Quatro de suas obras permanecem existindo, décadas depois de construídas: as escadarias da Xavier de Mendonça, na Aparecida; a escadaria do covão da Tapajós, ladeando o muro do Colégio Benjamin Constant; o calçamento da subida da Floriano Peixoto, no cruzamento com a Rua José Paranaguá, que todos os anos era arrancado pela correnteza das águas dos grandes temporais. Até hoje ele ali está, por baixo da camada de asfalto; e a recomposição anual da praça de São Sebastião, com as pedras brancas e negras, importadas.

 

Por dentro

Lisboa é uma cidade para se caminhar olhando para baixo para apreciar a beleza das calçadas.

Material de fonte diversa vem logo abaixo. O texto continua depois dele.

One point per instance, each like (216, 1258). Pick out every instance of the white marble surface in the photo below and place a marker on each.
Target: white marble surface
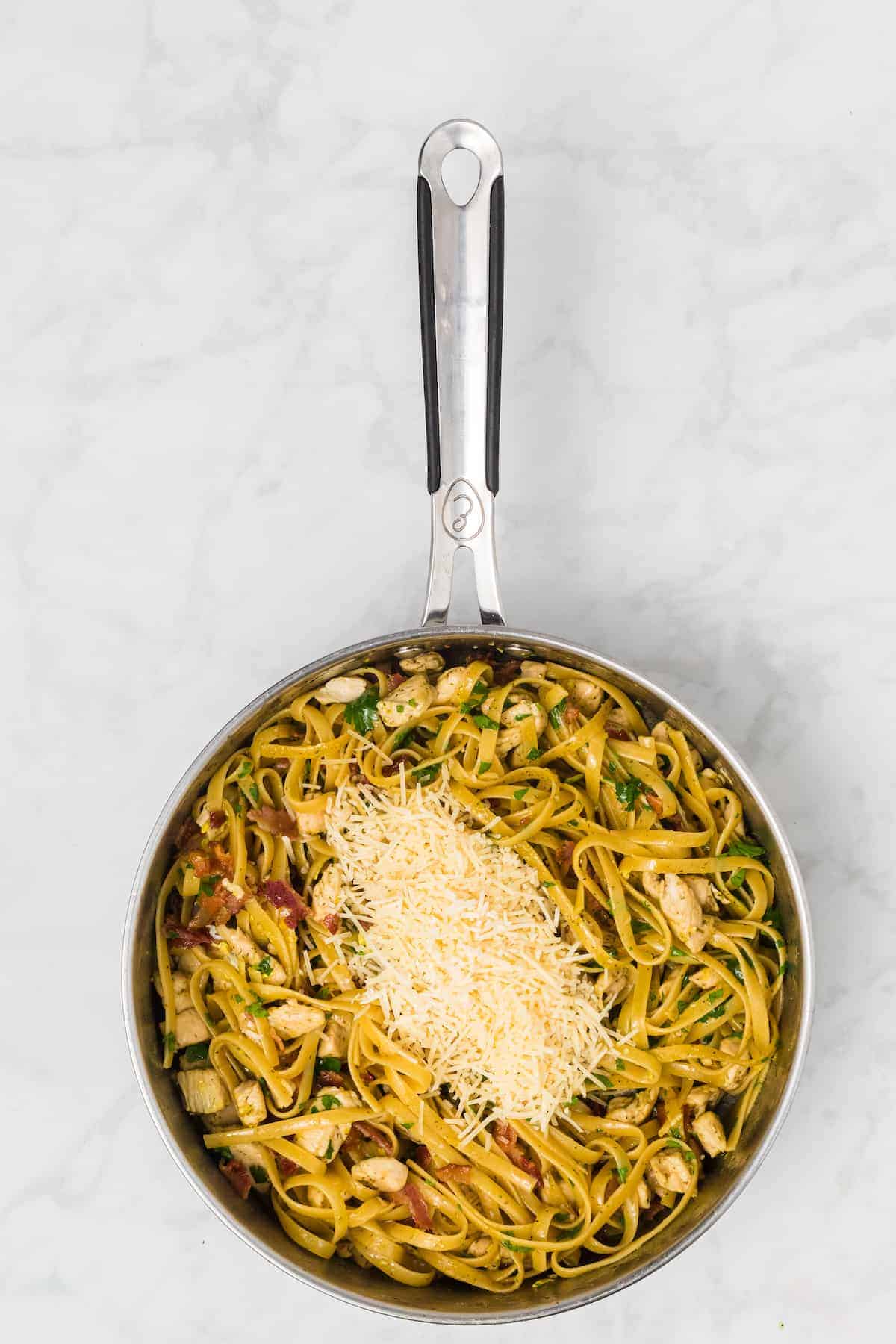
(213, 450)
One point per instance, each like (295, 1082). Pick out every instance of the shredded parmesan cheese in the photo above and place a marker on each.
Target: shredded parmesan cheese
(464, 953)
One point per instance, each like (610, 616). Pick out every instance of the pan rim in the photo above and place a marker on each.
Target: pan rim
(193, 772)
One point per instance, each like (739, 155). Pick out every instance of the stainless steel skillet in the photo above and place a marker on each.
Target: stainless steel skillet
(461, 297)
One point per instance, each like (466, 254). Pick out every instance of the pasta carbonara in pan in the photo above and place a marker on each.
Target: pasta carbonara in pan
(467, 971)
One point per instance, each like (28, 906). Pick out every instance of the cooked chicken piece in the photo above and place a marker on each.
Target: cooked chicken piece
(425, 662)
(190, 1028)
(249, 1100)
(452, 687)
(225, 1119)
(682, 907)
(704, 893)
(514, 714)
(408, 702)
(532, 671)
(669, 1172)
(294, 1019)
(385, 1174)
(335, 1038)
(341, 690)
(327, 893)
(326, 1140)
(203, 1090)
(314, 821)
(181, 989)
(735, 1075)
(586, 695)
(613, 981)
(709, 1130)
(633, 1110)
(240, 945)
(702, 1097)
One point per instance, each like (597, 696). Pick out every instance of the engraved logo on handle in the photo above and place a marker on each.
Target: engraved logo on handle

Mas esta tradição que o Brasil copiou está ameaçada com o desaparecimento dos calceteiros portugueses. A cidade de Lisboa chegou a ter um exército de quase 200 profissionais especializados em construir e recuperar os pisos. No ano passado, na Prefeitura de Lisboa, restavam apenas 18 calceteiros.

Lisboa criou até uma escola para formar calceteiros. Mas nos últimos anos não tem atraído muitos interessados. É que com a crise econômica europeia, as prefeituras de várias cidades deixaram de contratar novos calceteiros e os salários foram reduzidos: estão em R$ 2 mil, o que é baixo para a Europa.